Diagnostic Performance of Deep Learning-Based CAD and Radiologists for Two Datasets (US Images Alone or with CAD Results)

Parameters	CAD	Experienced Radiologists							Training Radiologists							P^*
		Reader 1			Reader 2			P^†	Reader 3			Reader 4			P^‡
		US Alone	US with CAD	P	US Alone	US with CAD	P	P^†	US Alone	US with CAD	P	US Alone	US with CAD	P	P^‡
Sensitivity (%)	85.0 (68/80)	88.8 (71/80)	86.3 (69/80)	0.683	86.3 (69/80)	90.0 (72/80)	0.371	0.782	88.8 (71/80)	95.0 (76/80)	0.182	81.3 (65/80)	86.3 (69/80)	0.221	0.040	0.120
Specificity (%)	95.4 (165/173)	72.8 (126/173)	93.1 (161/173)	< 0.001	83.2 (144/173)	90.2 (156/173)	0.006	< 0.001	75.1 (130/173)	82.1 (142/173)	0.014	92.5 (160/173)	89.0 (154/173)	0.211	0.373	< 0.001
Accuracy (%)	92.1 (233/253)	77.9 (197/253)	90.9 (230/253)	< 0.001	84.2 (213/253)	90.1 (228/253)	0.046	< 0.001	79.4 (201/253)	86.2 (218/253)	0.045	88.9 (225/253)	88.1 (223/253)	0.780	0.066	0.038
PPV (%)	89.5 (68/76)	60.2 (71/118)	85.2 (68/81)	< 0.001	70.4 (69/98)	80.1 (72/89)	0.003	< 0.001	62.3 (71/114)	71.0 (76/107)	0.004	83.3 (65/78)	78.4 (69/88)	0.214	0.267	0.001
NPV (%)	93.2 (165/177)	93.3 (126/135)	93.6 (161/172)	0.860	92.9 (144/155)	95.1 (156/164)	0.106	0.250	93.5 (130/139)	97.3 (142/146)	0.155	91.4 (160/175)	93.3 (154/165)	0.155	0.045	0.259

Data in parentheses were used to calculate percentages. p values between B-mode US alone and combination of B-mode US with CAD results for each reader. *Adjusted p value between overall radiologists for B-mode US alone and combination of B-mode US with CAD results by GEE approach, †Adjusted p value between experienced radiologists for B-mode US alone and combination of B-mode US with CAD results by GEE approach, ‡Adjusted p value between training radiologists for B-mode US alone and combination of B-mode US with CAD results by GEE approach. CAD = computer-aided diagnosis, GEE = generalized estimating equations, NPV = negative predictive value, PPV = positive predictive value

In predicting malignancy risk with the BI-RADS categories, the radiologists' AUCs for the US images with CAD (range, 0.914–0.951) were significantly higher than those for the US images alone (0.884–0.919; p < 0.001) (Fig. 2).

Fig. 2

ROC curves for radiologists for two datasets (US images alone vs. US images with CAD) based on probability of malignancy risk.

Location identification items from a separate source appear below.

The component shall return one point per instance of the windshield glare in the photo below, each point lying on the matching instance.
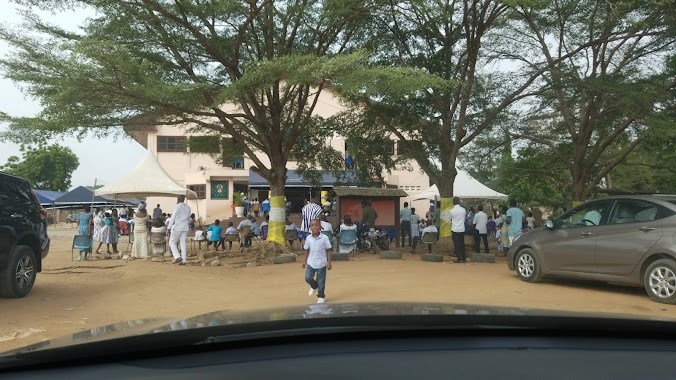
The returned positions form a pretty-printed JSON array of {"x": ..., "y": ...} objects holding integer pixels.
[{"x": 163, "y": 160}]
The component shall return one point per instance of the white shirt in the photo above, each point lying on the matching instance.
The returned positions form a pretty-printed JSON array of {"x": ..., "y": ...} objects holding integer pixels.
[
  {"x": 431, "y": 228},
  {"x": 531, "y": 222},
  {"x": 326, "y": 226},
  {"x": 245, "y": 222},
  {"x": 458, "y": 215},
  {"x": 317, "y": 247},
  {"x": 480, "y": 220},
  {"x": 180, "y": 218}
]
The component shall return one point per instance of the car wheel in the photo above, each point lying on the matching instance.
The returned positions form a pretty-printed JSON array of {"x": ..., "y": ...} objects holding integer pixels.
[
  {"x": 660, "y": 281},
  {"x": 17, "y": 279},
  {"x": 528, "y": 266}
]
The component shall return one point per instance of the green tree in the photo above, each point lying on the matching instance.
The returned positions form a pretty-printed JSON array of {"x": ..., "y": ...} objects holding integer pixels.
[
  {"x": 451, "y": 40},
  {"x": 46, "y": 167},
  {"x": 608, "y": 96},
  {"x": 152, "y": 62}
]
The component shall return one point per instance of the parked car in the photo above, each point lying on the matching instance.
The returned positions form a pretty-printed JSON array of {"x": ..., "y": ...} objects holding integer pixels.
[
  {"x": 620, "y": 239},
  {"x": 24, "y": 242},
  {"x": 73, "y": 218}
]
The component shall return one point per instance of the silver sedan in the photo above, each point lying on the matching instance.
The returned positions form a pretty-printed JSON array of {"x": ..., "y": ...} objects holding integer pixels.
[{"x": 620, "y": 239}]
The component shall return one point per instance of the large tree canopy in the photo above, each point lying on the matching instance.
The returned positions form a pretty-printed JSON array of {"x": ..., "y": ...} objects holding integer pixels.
[
  {"x": 141, "y": 62},
  {"x": 46, "y": 167},
  {"x": 452, "y": 40},
  {"x": 609, "y": 94}
]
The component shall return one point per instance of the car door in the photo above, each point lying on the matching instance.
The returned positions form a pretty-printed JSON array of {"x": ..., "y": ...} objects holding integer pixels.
[
  {"x": 571, "y": 245},
  {"x": 633, "y": 228}
]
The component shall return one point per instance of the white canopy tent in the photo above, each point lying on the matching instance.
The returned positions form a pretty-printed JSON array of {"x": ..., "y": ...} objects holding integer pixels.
[
  {"x": 148, "y": 178},
  {"x": 465, "y": 186}
]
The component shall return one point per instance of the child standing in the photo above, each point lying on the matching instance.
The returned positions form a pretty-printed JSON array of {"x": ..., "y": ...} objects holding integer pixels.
[
  {"x": 230, "y": 231},
  {"x": 317, "y": 260},
  {"x": 215, "y": 237}
]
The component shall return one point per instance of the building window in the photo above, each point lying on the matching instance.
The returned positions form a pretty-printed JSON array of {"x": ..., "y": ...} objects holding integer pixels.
[
  {"x": 171, "y": 143},
  {"x": 201, "y": 190},
  {"x": 238, "y": 163}
]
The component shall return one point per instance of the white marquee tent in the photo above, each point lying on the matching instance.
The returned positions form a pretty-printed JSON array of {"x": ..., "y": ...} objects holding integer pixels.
[
  {"x": 465, "y": 186},
  {"x": 148, "y": 178}
]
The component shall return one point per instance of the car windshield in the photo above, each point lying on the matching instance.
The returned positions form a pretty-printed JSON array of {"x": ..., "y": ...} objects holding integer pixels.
[{"x": 163, "y": 159}]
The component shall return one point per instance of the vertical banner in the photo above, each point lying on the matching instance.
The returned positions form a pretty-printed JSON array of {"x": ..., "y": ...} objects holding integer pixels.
[
  {"x": 445, "y": 226},
  {"x": 277, "y": 222}
]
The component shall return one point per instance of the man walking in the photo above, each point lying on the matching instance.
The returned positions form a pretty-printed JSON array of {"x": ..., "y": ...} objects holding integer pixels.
[
  {"x": 514, "y": 219},
  {"x": 458, "y": 215},
  {"x": 310, "y": 211},
  {"x": 157, "y": 212},
  {"x": 179, "y": 226},
  {"x": 480, "y": 222},
  {"x": 405, "y": 217}
]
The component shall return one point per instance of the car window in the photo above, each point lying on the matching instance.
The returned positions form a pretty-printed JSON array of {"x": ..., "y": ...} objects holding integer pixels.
[
  {"x": 634, "y": 211},
  {"x": 585, "y": 216}
]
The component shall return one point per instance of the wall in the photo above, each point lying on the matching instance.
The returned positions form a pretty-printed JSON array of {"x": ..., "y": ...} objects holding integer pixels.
[
  {"x": 184, "y": 167},
  {"x": 385, "y": 207}
]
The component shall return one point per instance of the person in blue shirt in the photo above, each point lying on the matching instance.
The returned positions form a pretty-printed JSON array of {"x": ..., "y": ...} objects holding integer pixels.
[
  {"x": 215, "y": 237},
  {"x": 514, "y": 219}
]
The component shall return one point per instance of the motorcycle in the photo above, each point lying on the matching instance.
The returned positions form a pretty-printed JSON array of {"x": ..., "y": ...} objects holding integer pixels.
[
  {"x": 381, "y": 238},
  {"x": 364, "y": 242}
]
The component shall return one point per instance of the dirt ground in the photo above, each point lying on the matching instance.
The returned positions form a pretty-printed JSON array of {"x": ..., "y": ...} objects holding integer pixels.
[{"x": 73, "y": 296}]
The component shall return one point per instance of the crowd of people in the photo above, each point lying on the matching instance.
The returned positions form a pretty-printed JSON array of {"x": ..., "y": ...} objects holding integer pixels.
[
  {"x": 106, "y": 227},
  {"x": 502, "y": 226}
]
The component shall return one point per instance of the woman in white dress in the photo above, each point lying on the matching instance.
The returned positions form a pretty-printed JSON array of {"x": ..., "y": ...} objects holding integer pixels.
[
  {"x": 158, "y": 237},
  {"x": 415, "y": 224},
  {"x": 99, "y": 223},
  {"x": 140, "y": 248}
]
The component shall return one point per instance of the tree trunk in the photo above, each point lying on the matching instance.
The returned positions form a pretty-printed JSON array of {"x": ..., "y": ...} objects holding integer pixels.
[
  {"x": 579, "y": 194},
  {"x": 446, "y": 181},
  {"x": 277, "y": 222}
]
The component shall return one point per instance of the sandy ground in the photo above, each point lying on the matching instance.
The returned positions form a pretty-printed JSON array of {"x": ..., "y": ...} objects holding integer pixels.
[{"x": 73, "y": 296}]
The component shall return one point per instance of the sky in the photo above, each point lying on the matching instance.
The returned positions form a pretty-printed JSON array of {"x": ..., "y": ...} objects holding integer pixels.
[{"x": 101, "y": 160}]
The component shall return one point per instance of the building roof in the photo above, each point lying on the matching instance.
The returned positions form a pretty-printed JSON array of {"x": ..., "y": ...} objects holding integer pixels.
[
  {"x": 47, "y": 197},
  {"x": 83, "y": 195},
  {"x": 368, "y": 192},
  {"x": 294, "y": 179}
]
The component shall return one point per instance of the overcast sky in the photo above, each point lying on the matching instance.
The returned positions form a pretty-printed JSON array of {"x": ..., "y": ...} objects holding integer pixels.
[{"x": 120, "y": 156}]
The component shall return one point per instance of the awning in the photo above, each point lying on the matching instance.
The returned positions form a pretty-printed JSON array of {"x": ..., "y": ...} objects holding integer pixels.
[
  {"x": 369, "y": 192},
  {"x": 293, "y": 179},
  {"x": 47, "y": 197},
  {"x": 147, "y": 179}
]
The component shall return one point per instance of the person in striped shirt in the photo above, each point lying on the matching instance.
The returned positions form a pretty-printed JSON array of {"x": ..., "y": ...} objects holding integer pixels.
[{"x": 310, "y": 211}]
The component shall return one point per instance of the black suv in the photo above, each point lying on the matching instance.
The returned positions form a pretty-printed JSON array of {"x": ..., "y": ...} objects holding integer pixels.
[{"x": 23, "y": 236}]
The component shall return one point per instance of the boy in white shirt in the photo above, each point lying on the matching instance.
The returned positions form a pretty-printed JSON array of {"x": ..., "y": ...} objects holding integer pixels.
[
  {"x": 430, "y": 227},
  {"x": 317, "y": 260}
]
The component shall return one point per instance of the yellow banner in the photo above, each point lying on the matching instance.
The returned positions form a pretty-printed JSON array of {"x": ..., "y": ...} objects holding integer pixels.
[
  {"x": 277, "y": 222},
  {"x": 445, "y": 225}
]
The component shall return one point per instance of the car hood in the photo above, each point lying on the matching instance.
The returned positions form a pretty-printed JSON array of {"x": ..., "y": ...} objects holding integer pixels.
[{"x": 259, "y": 318}]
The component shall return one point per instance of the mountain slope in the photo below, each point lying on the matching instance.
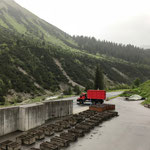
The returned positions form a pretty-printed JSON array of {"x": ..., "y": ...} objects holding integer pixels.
[{"x": 36, "y": 57}]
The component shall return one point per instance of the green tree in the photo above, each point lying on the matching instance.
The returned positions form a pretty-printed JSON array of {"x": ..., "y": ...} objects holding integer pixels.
[
  {"x": 136, "y": 82},
  {"x": 68, "y": 91},
  {"x": 99, "y": 79},
  {"x": 77, "y": 90}
]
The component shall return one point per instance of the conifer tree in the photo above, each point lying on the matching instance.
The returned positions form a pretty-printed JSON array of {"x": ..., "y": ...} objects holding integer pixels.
[{"x": 99, "y": 79}]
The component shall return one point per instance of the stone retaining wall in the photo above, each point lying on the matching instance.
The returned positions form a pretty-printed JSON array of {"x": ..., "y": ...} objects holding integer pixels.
[{"x": 29, "y": 116}]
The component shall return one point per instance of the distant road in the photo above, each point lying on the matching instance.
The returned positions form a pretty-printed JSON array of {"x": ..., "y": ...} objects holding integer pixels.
[{"x": 129, "y": 131}]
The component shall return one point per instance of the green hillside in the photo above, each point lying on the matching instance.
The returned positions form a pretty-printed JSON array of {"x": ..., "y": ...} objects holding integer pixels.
[{"x": 37, "y": 57}]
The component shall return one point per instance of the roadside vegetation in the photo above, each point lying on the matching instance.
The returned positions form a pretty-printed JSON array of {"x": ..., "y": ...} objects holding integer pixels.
[{"x": 140, "y": 89}]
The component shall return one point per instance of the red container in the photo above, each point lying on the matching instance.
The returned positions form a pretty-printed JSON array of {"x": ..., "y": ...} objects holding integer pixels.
[{"x": 96, "y": 94}]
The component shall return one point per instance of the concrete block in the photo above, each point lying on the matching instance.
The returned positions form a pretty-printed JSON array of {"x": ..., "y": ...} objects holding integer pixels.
[
  {"x": 31, "y": 116},
  {"x": 58, "y": 108}
]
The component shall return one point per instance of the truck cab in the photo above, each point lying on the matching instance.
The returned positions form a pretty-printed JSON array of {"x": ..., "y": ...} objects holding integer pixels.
[
  {"x": 82, "y": 98},
  {"x": 94, "y": 96}
]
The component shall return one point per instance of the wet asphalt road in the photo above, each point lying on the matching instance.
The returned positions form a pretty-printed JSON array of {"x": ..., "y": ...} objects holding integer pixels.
[{"x": 129, "y": 131}]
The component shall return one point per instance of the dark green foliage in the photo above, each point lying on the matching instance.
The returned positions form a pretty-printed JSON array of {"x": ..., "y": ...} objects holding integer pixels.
[
  {"x": 77, "y": 90},
  {"x": 136, "y": 82},
  {"x": 99, "y": 79},
  {"x": 68, "y": 91},
  {"x": 126, "y": 52}
]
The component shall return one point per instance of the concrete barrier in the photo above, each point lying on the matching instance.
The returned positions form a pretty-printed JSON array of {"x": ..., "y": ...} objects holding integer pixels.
[
  {"x": 29, "y": 116},
  {"x": 57, "y": 108}
]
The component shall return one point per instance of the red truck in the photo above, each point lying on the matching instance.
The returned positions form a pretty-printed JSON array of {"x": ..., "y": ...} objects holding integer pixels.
[{"x": 95, "y": 96}]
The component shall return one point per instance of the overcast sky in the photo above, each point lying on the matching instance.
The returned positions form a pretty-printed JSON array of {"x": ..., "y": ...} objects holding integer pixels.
[{"x": 121, "y": 21}]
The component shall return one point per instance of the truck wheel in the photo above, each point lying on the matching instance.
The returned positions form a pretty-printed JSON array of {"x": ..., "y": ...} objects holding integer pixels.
[
  {"x": 80, "y": 101},
  {"x": 101, "y": 101}
]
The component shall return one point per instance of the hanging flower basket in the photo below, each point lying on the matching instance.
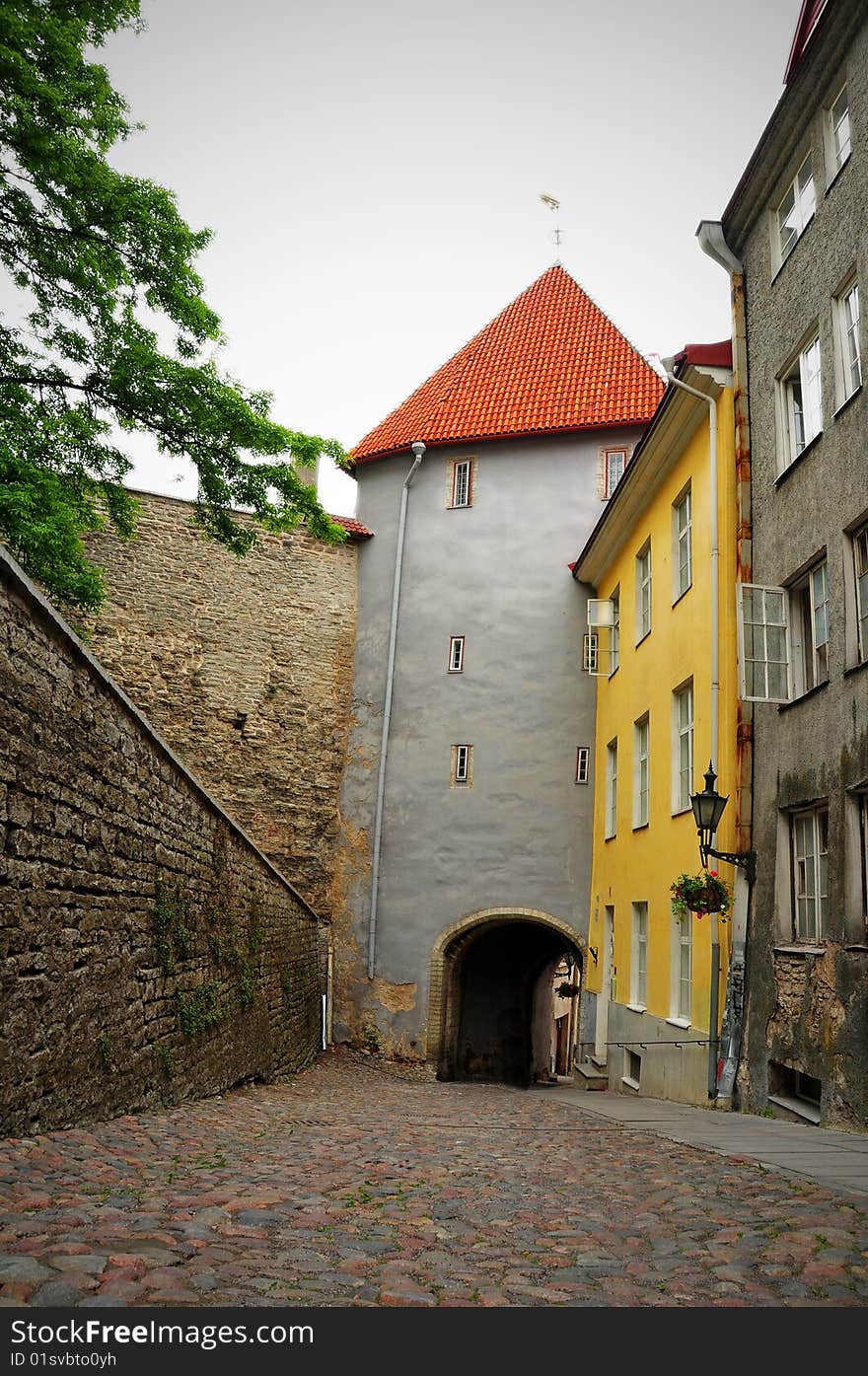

When deep learning-based CAD results were added to US, the readers' AUCs (right; range, 0.914–0.951) were significantly higher than those for US images alone (left; range, 0.884–0.919; p < 0.001). AUC = area under curve, ROC = receiver operating characteristic

Regarding radiologist management decision changes, deep learning-based CAD led to biopsy decisions being correctly changed to follow-up decisions for a mean of 10.1% (17.5/173) of the benign masses; however, follow-up decisions were incorrectly changed to biopsy decisions for a mean of 2.5% (4.3/173) of the benign masses (Table 3). In the malignant masses, follow-up decisions were correctly changed to biopsy decisions in a mean of 5.6% (4.5/80) of the masses (Fig. 3); however, biopsy decisions were incorrectly changed to follow-up decisions in a mean of 2.5% (2.0/80) of the masses (Fig. 4).

Table 3

Changes in Radiologists' Decision Making for Biopsy Recommendations When Deep Learning-Based CAD Results Were Added to US

Radiologists	Benign (n = 173)		Malignant (n = 80)
Radiologists	FU to Bx	Bx to FU	FU to Bx	Bx to FU
Reader 1	0	35	2	4
Reader 2	2	14	4	1
Reader 3	4	16	7	2
Reader 4	11	5	5	1
Mean ± standard deviation	4.3 ± 4.8	17.5 ± 12.6	4.5 ± 2.1	2.0 ± 1.4

Data are numbers of masses. Bx = biopsy, FU = follow-up

Fig. 3

50-year-old woman diagnosed with ductal carcinoma in situ using US-guided biopsy and surgical excision.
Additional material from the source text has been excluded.